誤解
この物語はフィクションです、実在の人物や団体とは関係ありません
「」で囲まれた箇所は口に出した言葉、
『』で囲まれた箇所は心に思った言葉、になります
使用人やガルドの部下がカインと会う度に暖かい声を掛ける。
「カインが突然いなくなって皆も寂しがっていたのよ、もちろんガルドも」
「すみません…」
カインはディアナに謝った。
ディアナ、アベル、カイン、アーレン、の四人は部屋に入るとテーブルを囲んでイスに座る。使用人が四人に茶を入れた。そして席を外す。
「ガルドは魔物討伐の遠征でしばらく帰ってこないわ」
「タイミングが悪くて…ごめんね、カイン」
「いや、僕のほうこそ突然でごめんなさい」『そっか、いないのか…』
ディアナがガルドの不在をカインへ伝えた。ガルドがいないのは仕方がないがリリアナの汚名を返上する目的が果たせない。
「アーレンさんはカインの事情を知っているの?」
ディアナがカインに聞く。
「はい、アーレンさんは事情を全て知っています」
「事情を知って誤解を解くように助言してくれました」
「誤解?」
ディアナはカインに聞き返す。カインはゼイルに聞いた話をディアナに伝えた。
「女にもスキル、両親からスキルの継承、親からの継承ではないスキル、…」
ディアナはカインから聞いた話を飲み込めていない。この世界で女はスキルを持たず子は父親からジョブを継承するとされていた。全て覆される事になる。

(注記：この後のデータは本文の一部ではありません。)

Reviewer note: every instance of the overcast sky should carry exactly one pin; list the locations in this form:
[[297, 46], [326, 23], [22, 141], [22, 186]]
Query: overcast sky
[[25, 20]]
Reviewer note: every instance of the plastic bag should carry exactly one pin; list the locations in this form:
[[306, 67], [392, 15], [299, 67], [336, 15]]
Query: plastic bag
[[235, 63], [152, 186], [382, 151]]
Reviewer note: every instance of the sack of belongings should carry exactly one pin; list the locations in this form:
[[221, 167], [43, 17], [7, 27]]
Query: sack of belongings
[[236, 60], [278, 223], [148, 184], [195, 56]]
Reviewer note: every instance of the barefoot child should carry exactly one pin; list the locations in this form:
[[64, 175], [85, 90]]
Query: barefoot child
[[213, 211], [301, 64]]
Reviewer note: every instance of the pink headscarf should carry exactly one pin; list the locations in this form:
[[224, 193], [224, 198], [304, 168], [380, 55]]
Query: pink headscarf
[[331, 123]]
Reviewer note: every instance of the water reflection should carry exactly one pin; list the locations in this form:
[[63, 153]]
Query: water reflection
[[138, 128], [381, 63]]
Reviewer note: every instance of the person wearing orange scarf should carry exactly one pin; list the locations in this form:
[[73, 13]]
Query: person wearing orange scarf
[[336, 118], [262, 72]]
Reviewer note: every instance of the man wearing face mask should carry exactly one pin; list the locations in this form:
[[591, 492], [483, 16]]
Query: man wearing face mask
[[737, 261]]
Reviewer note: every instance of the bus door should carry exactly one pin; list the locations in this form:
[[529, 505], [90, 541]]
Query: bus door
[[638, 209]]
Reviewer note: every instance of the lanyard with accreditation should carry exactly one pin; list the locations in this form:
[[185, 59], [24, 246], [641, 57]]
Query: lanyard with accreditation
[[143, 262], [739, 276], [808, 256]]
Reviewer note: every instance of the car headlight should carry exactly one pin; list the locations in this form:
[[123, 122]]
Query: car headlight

「そして僕は騎士のスキルを持っているけど封印された状態だそうです」
「だから母さんは不貞行為なんてしていない、父さんが僕の父さんです!」
カインは全て説明した。そんなカインをアーレンは見守っている。
アベルもカインの話を聞いていた。
「じゃあ兄さんも騎士なんだね、やっぱり俺達は最強の兄弟だ」
話を聞いてアベルは喜ぶ。
「カインに騎士のスキルがあるなら嬉しい、ガルドだって喜ぶと思う」
「思うけど…」
カインの話を信じたい、でも今までの常識が覆る、故にディアナは戸惑っていた。
アーレンは親子の様子を見て決心する。
「ディアナさん、私がカインの話を証明します」
「どなたか剣で私の相手をしてくれる方を呼んでくれませんか?」
「えっ?…はい」
アーレンがディアナに切り出す。
「カイン、私の魔法を解除してくれ」
「でも…」
アーレンの言葉にカインは戸惑う。カインが魔法を解除すれば鎧が消えてアーレンは女であると知られる事になる。アーレンはカインの目を見てゆっくりと頷いた。